Convolution#

We know from our linear time-invariant (LTI) systems theory that if we know the impulse response of an LTI system, then we can obtain the output of that system for any input by convolving the input with the impulse response (IR) of the LTI system. In this notebook, we’ll attempt to get a better understanding of what a convolution operation is actually doing by visualizing this operation.

A much more fun version of this notebook can be found here, where we firstly do a crude impulse response measurement in class by popping a balloon.
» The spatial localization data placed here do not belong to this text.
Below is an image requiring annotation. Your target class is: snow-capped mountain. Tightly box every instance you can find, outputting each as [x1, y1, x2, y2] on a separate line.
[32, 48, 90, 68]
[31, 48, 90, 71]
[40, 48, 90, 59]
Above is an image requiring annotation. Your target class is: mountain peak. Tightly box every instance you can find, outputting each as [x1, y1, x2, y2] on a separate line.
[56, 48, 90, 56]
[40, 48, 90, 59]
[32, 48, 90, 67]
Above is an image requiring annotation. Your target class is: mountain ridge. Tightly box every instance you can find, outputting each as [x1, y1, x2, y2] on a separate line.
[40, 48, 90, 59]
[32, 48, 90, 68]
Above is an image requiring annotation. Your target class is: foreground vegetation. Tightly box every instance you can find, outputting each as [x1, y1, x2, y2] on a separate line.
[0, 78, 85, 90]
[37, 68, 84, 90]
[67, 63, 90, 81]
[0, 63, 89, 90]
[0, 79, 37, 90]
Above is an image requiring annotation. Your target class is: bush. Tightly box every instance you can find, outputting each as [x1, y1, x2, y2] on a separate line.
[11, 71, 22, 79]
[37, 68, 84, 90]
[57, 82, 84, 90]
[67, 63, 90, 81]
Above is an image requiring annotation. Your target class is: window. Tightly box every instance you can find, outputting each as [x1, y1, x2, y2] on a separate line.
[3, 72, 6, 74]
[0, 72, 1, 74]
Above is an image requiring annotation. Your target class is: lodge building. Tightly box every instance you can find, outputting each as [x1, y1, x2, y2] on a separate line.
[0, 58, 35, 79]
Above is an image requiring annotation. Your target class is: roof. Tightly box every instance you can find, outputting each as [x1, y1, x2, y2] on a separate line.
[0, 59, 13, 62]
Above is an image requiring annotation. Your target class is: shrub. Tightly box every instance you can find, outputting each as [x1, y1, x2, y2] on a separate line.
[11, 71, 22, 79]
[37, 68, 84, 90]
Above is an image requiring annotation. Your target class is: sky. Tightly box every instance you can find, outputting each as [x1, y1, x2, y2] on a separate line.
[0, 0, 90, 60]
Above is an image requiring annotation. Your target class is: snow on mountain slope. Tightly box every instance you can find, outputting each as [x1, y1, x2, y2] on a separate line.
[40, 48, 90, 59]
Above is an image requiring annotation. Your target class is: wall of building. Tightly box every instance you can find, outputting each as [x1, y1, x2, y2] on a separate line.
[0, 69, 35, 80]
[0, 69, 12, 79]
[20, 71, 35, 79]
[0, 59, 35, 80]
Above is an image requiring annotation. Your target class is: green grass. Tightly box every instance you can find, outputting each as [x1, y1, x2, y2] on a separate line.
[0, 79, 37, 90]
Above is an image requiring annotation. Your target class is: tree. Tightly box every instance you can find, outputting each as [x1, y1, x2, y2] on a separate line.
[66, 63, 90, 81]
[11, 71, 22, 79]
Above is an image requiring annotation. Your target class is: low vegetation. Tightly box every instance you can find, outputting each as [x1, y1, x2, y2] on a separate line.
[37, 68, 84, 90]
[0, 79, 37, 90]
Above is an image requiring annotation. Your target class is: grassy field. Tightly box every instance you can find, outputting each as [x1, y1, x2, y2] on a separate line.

As we can’t directly record audio in these online notebooks, I’ll alternatively import an impulse response from the MYRiAD database as the starting point.

# Import the necessary packages as usual
%pip install ipympl
import numpy as np 
import scipy as sp
import io
from scipy.io import wavfile
from pyodide.http import pyfetch
import matplotlib
if not hasattr(matplotlib.RcParams, "_get"):
    matplotlib.RcParams._get = dict.get
from matplotlib import pyplot as plt
from ipywidgets import * # interactive plots
import IPython
from IPython.display import Audio, Image
%matplotlib ipympl

# function for reading WAV files from a URL. Must be a RAW link, not GitHub HTML
speech_sample = "https://raw.githubusercontent.com/randyaliased/acspjbook/main/book/audio/F2.wav"
impulse_resp = "https://raw.githubusercontent.com/randyaliased/acspjbook/main/book/audio/IR1.wav"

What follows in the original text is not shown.